Fesenmier, who has developed the seasoned patience of someone who has been governing alongside this administration for a while now, laid out the reality with surgical plainness.

“And sometimes in the past, we, as alders, have had trouble scheduling items on the standing committees. Which we have a right to do, but also on the citizen committees. So, we should not cede our responsibility to not elected committee chairs.”

She pressed further: “We have a responsibility to represent our residents, and when they have concerns, we should be able to take it directly to the committee that it concerns.”

And then, addressing the administration’s fantasy of cooperative, good-faith governance: “And I understand in an ideal world that if a council member goes up to a committee chair whether it’s a standing committee, whether it’s the administrator, the mayor, or a citizen committee, logic would tell you that person would be open to scheduling an item on.”

“And that is not our experience. Unfortunately, it’s not an ideal world.”
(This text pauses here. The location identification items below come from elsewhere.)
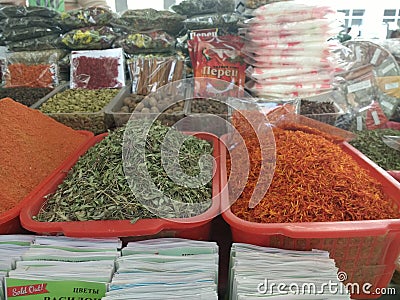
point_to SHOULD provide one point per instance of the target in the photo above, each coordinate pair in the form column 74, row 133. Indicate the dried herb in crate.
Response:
column 370, row 143
column 96, row 188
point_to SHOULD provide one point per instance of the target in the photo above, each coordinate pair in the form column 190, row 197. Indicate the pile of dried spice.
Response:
column 370, row 143
column 314, row 181
column 32, row 146
column 19, row 74
column 97, row 189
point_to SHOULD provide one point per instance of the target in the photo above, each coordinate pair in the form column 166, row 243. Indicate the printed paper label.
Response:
column 388, row 68
column 23, row 289
column 375, row 58
column 359, row 123
column 375, row 117
column 387, row 104
column 391, row 86
column 358, row 54
column 359, row 86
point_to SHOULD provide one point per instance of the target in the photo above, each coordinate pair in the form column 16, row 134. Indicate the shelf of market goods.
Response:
column 206, row 151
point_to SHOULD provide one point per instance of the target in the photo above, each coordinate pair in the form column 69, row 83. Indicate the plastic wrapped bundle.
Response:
column 286, row 45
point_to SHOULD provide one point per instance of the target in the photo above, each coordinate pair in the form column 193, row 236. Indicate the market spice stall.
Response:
column 271, row 106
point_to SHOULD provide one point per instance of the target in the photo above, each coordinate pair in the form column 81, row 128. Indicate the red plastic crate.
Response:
column 9, row 220
column 365, row 250
column 395, row 175
column 197, row 227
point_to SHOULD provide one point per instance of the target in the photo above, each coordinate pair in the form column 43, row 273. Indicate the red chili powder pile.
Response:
column 32, row 145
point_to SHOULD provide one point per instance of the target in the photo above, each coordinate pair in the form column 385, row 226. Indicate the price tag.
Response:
column 391, row 86
column 359, row 123
column 388, row 68
column 387, row 104
column 358, row 53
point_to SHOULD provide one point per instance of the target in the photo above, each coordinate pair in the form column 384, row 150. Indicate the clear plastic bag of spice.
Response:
column 85, row 17
column 16, row 11
column 20, row 34
column 89, row 38
column 97, row 69
column 199, row 7
column 145, row 42
column 46, row 42
column 27, row 22
column 32, row 68
column 149, row 72
column 150, row 19
column 228, row 22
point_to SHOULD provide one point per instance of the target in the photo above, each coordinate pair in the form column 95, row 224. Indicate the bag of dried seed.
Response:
column 32, row 69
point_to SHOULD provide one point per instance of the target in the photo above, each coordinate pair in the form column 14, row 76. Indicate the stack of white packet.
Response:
column 261, row 272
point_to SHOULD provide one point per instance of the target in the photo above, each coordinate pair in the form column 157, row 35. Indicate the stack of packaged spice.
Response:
column 369, row 84
column 63, row 267
column 166, row 268
column 87, row 29
column 270, row 273
column 30, row 28
column 286, row 43
column 12, row 248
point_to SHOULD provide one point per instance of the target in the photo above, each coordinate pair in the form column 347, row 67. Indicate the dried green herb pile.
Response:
column 97, row 189
column 370, row 143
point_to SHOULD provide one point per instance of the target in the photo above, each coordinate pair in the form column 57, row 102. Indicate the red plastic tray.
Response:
column 365, row 250
column 393, row 125
column 192, row 228
column 9, row 220
column 395, row 174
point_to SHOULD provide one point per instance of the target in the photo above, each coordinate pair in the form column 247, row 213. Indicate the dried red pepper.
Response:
column 96, row 72
column 314, row 181
column 32, row 146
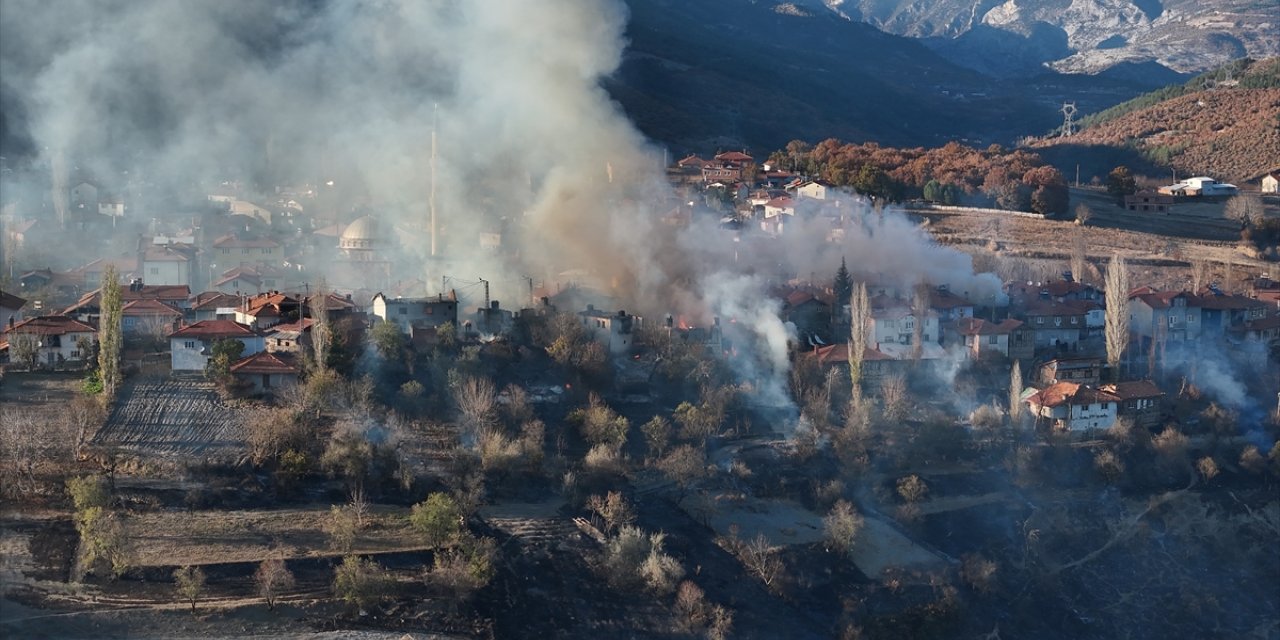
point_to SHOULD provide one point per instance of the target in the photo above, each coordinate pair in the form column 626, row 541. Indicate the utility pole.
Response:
column 434, row 123
column 1068, row 119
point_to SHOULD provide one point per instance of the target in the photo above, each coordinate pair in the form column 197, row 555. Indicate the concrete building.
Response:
column 417, row 312
column 1074, row 407
column 55, row 339
column 615, row 330
column 191, row 346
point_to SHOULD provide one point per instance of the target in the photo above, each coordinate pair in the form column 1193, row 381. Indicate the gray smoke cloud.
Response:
column 174, row 94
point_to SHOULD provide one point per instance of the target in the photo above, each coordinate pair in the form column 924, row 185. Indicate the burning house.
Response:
column 616, row 330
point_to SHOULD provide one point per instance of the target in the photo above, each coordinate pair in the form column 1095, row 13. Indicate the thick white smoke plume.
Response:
column 165, row 96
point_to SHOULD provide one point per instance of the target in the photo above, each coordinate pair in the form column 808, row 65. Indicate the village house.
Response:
column 816, row 190
column 877, row 365
column 1138, row 401
column 149, row 318
column 947, row 305
column 10, row 309
column 1271, row 183
column 240, row 280
column 242, row 250
column 417, row 312
column 1056, row 324
column 211, row 305
column 1074, row 407
column 1221, row 311
column 1009, row 338
column 266, row 371
column 191, row 346
column 53, row 339
column 168, row 264
column 808, row 312
column 268, row 310
column 289, row 338
column 615, row 330
column 1200, row 186
column 1070, row 370
column 88, row 306
column 1164, row 316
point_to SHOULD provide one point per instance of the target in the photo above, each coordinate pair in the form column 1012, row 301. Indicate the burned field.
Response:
column 173, row 419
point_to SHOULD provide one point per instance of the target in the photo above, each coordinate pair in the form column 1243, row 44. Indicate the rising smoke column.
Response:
column 188, row 92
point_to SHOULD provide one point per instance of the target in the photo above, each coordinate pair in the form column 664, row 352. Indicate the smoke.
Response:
column 158, row 96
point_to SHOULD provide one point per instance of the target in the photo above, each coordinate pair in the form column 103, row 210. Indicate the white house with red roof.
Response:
column 56, row 338
column 1075, row 407
column 265, row 371
column 192, row 344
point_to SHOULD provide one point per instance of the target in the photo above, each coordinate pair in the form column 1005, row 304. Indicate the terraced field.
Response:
column 173, row 417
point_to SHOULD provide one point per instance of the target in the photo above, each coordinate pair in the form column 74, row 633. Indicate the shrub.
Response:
column 438, row 520
column 360, row 583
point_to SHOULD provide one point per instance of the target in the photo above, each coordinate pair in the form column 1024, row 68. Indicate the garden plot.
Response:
column 173, row 417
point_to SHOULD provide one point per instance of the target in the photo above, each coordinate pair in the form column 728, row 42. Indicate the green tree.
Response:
column 223, row 353
column 844, row 284
column 109, row 336
column 1120, row 182
column 389, row 341
column 933, row 191
column 439, row 520
column 360, row 583
column 190, row 584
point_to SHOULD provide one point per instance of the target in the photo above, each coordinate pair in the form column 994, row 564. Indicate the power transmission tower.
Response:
column 1068, row 119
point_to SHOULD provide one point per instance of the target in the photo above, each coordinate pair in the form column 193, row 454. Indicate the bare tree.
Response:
column 1244, row 209
column 273, row 579
column 859, row 311
column 1200, row 273
column 478, row 402
column 321, row 330
column 109, row 333
column 842, row 526
column 613, row 510
column 894, row 396
column 1015, row 392
column 1083, row 214
column 1079, row 256
column 190, row 584
column 1118, row 312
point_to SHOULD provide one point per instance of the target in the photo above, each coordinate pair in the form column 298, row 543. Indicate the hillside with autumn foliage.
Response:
column 954, row 173
column 1226, row 127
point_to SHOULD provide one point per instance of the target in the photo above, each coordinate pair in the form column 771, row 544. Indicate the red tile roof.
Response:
column 10, row 301
column 214, row 329
column 1133, row 389
column 839, row 355
column 979, row 327
column 265, row 362
column 1070, row 393
column 213, row 300
column 233, row 242
column 51, row 325
column 149, row 307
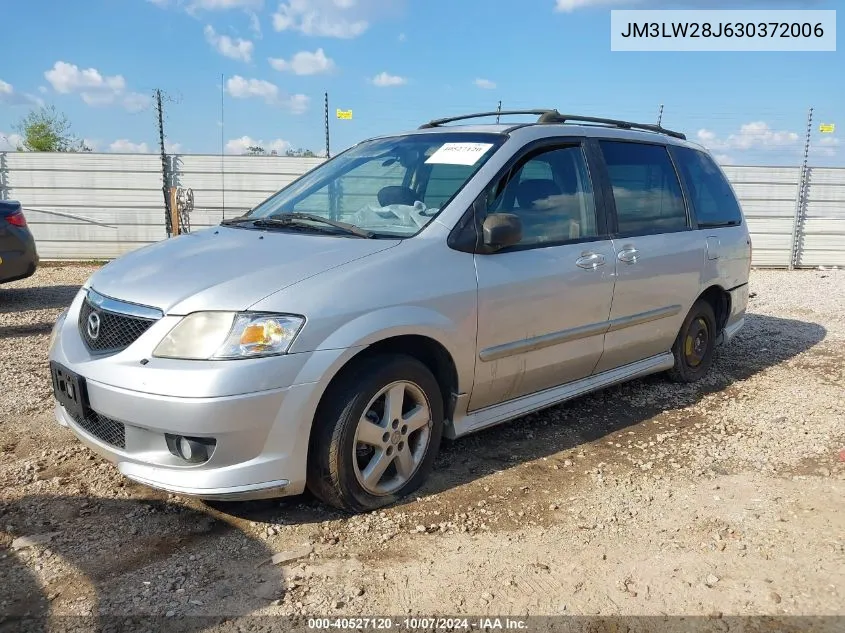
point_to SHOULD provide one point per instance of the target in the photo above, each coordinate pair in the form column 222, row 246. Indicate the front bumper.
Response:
column 261, row 440
column 261, row 434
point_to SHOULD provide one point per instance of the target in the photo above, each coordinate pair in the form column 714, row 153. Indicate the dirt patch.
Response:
column 648, row 498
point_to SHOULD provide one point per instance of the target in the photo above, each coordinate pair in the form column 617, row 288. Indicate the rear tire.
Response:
column 694, row 348
column 376, row 433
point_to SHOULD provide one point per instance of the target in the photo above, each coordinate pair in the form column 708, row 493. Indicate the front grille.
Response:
column 103, row 428
column 114, row 332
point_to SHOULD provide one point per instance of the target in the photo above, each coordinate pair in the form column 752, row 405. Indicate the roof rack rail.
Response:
column 553, row 116
column 479, row 115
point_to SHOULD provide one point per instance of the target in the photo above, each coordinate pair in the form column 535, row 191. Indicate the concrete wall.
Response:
column 98, row 206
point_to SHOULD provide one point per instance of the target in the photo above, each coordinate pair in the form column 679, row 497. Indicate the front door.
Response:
column 659, row 257
column 544, row 303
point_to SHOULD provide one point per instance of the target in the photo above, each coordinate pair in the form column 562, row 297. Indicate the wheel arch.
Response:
column 720, row 300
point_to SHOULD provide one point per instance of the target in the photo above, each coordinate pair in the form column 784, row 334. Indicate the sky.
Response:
column 238, row 73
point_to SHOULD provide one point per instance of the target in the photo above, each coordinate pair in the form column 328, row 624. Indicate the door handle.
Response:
column 628, row 254
column 590, row 261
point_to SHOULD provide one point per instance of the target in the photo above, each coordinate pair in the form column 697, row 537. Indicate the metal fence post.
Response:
column 798, row 217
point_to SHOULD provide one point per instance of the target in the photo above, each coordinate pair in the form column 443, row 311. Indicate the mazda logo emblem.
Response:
column 93, row 325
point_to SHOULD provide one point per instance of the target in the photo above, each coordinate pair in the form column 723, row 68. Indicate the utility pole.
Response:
column 800, row 197
column 334, row 194
column 328, row 148
column 164, row 169
column 222, row 146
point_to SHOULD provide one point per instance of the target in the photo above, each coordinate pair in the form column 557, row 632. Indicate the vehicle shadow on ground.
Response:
column 36, row 298
column 152, row 555
column 764, row 342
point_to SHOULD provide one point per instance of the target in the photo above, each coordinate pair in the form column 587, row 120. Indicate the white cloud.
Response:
column 326, row 18
column 385, row 80
column 236, row 48
column 125, row 146
column 9, row 96
column 240, row 145
column 567, row 6
column 223, row 5
column 297, row 103
column 66, row 78
column 254, row 24
column 93, row 87
column 751, row 136
column 305, row 63
column 242, row 88
column 9, row 142
column 136, row 101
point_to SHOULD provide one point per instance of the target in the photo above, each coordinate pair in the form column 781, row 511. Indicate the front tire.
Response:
column 695, row 345
column 376, row 433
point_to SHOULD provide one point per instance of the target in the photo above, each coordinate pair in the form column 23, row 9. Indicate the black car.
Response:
column 18, row 255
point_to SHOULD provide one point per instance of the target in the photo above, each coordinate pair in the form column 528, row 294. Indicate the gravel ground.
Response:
column 722, row 498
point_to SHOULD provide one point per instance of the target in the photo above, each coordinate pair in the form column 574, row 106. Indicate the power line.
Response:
column 222, row 145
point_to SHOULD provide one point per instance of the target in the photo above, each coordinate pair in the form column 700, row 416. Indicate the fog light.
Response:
column 195, row 450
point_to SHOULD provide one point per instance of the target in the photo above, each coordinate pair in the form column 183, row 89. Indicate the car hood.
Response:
column 225, row 268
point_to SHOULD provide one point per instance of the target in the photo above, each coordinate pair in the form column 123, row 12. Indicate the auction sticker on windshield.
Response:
column 459, row 153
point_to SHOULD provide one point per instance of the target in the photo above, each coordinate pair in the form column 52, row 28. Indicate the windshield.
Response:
column 391, row 186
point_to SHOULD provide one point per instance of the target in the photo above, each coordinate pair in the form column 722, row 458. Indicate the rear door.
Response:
column 660, row 257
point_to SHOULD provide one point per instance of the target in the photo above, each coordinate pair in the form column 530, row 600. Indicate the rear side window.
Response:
column 645, row 188
column 712, row 199
column 443, row 181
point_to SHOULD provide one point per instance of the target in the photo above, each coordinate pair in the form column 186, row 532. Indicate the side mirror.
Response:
column 501, row 230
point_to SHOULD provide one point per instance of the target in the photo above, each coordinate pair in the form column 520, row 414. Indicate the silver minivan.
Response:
column 416, row 286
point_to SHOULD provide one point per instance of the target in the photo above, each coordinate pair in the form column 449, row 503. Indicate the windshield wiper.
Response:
column 238, row 220
column 302, row 219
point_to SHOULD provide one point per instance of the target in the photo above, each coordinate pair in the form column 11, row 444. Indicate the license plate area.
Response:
column 69, row 389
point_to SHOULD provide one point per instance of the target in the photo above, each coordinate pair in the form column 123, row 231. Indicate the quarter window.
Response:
column 551, row 193
column 645, row 188
column 713, row 200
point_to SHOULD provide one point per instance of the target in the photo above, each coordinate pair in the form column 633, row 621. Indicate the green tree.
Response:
column 47, row 130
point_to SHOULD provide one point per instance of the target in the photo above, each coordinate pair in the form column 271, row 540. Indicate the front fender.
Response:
column 378, row 325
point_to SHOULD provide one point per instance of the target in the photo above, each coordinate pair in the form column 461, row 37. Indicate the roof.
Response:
column 531, row 131
column 553, row 123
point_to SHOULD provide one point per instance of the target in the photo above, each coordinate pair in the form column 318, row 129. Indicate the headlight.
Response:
column 228, row 335
column 54, row 333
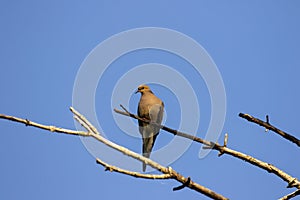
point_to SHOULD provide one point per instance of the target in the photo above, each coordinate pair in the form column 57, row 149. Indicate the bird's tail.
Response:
column 147, row 148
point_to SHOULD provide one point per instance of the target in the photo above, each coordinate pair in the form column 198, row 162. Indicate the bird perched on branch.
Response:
column 151, row 108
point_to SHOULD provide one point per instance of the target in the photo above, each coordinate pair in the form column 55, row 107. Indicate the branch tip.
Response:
column 183, row 185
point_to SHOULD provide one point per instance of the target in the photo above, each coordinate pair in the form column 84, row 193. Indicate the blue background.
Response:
column 43, row 43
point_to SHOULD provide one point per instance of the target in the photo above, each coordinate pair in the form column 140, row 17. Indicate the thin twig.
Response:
column 292, row 181
column 291, row 195
column 41, row 126
column 112, row 168
column 268, row 126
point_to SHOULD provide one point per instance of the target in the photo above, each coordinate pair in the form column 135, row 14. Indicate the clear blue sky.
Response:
column 255, row 45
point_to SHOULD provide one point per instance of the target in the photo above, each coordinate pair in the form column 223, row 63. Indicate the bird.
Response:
column 150, row 107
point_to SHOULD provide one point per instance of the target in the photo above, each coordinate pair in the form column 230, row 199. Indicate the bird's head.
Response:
column 143, row 88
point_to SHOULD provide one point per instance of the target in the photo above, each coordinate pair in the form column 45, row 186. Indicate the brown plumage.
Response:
column 151, row 108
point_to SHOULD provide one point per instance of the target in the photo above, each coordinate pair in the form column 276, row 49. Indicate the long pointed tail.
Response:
column 147, row 148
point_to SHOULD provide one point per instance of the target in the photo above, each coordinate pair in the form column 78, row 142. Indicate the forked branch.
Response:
column 292, row 181
column 167, row 172
column 268, row 126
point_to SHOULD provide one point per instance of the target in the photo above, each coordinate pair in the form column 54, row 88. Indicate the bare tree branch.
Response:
column 174, row 175
column 292, row 181
column 291, row 195
column 268, row 126
column 168, row 173
column 131, row 173
column 41, row 126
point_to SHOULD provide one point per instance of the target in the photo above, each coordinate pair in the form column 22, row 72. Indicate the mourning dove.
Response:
column 151, row 108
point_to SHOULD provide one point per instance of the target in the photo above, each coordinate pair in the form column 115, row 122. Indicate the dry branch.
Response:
column 292, row 181
column 268, row 126
column 168, row 173
column 291, row 195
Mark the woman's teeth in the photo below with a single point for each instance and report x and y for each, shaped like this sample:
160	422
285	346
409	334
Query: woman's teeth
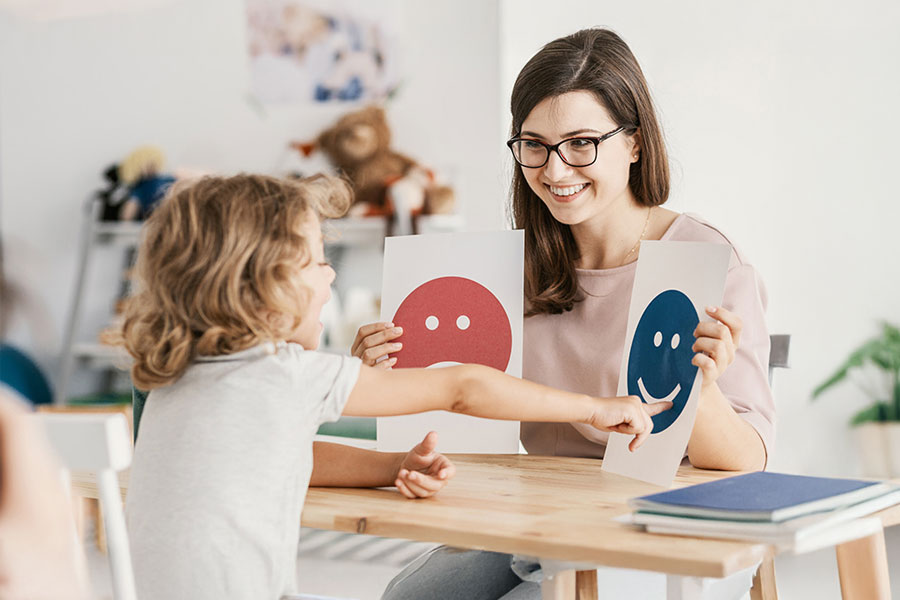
567	191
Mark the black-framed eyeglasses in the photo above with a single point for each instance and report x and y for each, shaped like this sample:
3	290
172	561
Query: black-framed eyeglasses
576	152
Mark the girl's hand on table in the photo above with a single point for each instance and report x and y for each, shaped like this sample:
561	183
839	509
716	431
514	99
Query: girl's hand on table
423	472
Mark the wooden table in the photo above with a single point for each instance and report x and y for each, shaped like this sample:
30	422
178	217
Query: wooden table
560	508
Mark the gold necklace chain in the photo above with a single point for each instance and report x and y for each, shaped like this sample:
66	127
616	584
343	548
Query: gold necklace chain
643	233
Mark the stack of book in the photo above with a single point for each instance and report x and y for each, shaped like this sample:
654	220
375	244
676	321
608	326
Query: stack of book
790	511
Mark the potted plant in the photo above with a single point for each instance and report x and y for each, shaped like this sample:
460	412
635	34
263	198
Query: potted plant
875	368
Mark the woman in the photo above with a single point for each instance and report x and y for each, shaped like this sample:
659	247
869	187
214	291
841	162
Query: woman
591	176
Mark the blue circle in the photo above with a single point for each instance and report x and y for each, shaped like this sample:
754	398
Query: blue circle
655	368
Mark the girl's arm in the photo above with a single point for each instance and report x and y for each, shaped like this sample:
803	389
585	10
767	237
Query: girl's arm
485	392
338	465
720	438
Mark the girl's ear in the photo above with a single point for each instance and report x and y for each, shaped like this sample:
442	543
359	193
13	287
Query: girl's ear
636	142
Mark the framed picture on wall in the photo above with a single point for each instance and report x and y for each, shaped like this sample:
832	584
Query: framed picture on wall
315	51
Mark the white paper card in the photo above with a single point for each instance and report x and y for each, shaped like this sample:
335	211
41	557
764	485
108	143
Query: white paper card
459	299
673	285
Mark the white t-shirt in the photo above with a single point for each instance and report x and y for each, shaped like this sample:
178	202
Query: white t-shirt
221	471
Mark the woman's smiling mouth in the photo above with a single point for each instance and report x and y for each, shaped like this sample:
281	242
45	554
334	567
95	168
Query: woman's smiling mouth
566	193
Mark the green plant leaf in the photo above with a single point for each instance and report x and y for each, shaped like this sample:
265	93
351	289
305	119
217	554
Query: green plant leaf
856	359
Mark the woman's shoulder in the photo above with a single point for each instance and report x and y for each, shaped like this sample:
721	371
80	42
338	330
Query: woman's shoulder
689	227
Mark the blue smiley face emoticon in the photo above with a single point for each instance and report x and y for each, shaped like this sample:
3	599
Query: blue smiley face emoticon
659	366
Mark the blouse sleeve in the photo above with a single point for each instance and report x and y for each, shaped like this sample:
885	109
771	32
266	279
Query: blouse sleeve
745	383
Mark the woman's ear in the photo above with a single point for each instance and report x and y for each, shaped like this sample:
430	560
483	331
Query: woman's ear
636	142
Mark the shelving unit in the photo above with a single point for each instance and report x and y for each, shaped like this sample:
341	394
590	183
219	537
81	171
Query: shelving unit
92	355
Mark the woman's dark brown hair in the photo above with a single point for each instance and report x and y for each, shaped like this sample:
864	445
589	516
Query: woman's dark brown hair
596	61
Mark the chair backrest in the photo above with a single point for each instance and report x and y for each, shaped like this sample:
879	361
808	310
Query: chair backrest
779	353
100	443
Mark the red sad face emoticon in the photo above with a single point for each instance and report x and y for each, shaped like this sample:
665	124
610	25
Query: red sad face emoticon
453	320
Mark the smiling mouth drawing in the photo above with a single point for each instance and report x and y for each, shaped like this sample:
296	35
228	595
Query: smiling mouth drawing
650	398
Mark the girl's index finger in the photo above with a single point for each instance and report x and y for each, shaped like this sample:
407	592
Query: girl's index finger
728	318
367	330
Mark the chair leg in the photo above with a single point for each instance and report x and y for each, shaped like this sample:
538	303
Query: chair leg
559	587
863	569
99	527
586	585
764	582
She is talking about Sherri Ames and the buried ordinance. She is talking about meetings that stopped being recorded the moment Krause took his oath. She is describing, in the careful diction of a council president who still has to work with these people on Monday, a systematic pattern of democratic obstruction dressed up in parliamentary procedure.

The ordinance passes 5 to 2. Voting yes: Fesenmier, Yeager, Ames, Linda Frame, JaNelle Powers. Voting no: Hoiland and Stoody. Brian Smith was absent.

The council has won the vote. The administration has taken note.

In what can only be described as an institutional middle finger delivered via agenda template, the Krause administration has since removed the standard line item from all committee and commission agendas — the one that invited members to recommend Future Agenda Items. The slot that existed precisely to allow committees to shape their own future work. Gone. Quietly deleted from the template.

The council just passed an ordinance guaranteeing alderpersons the right to get items onto agendas. The administration responded by removing the agenda slot those items would go into.

This is how it works in Lake Geneva. You win the vote. They change the form.


Lake Geneva News covers municipal government and civic affairs in Lake Geneva and Walworth County.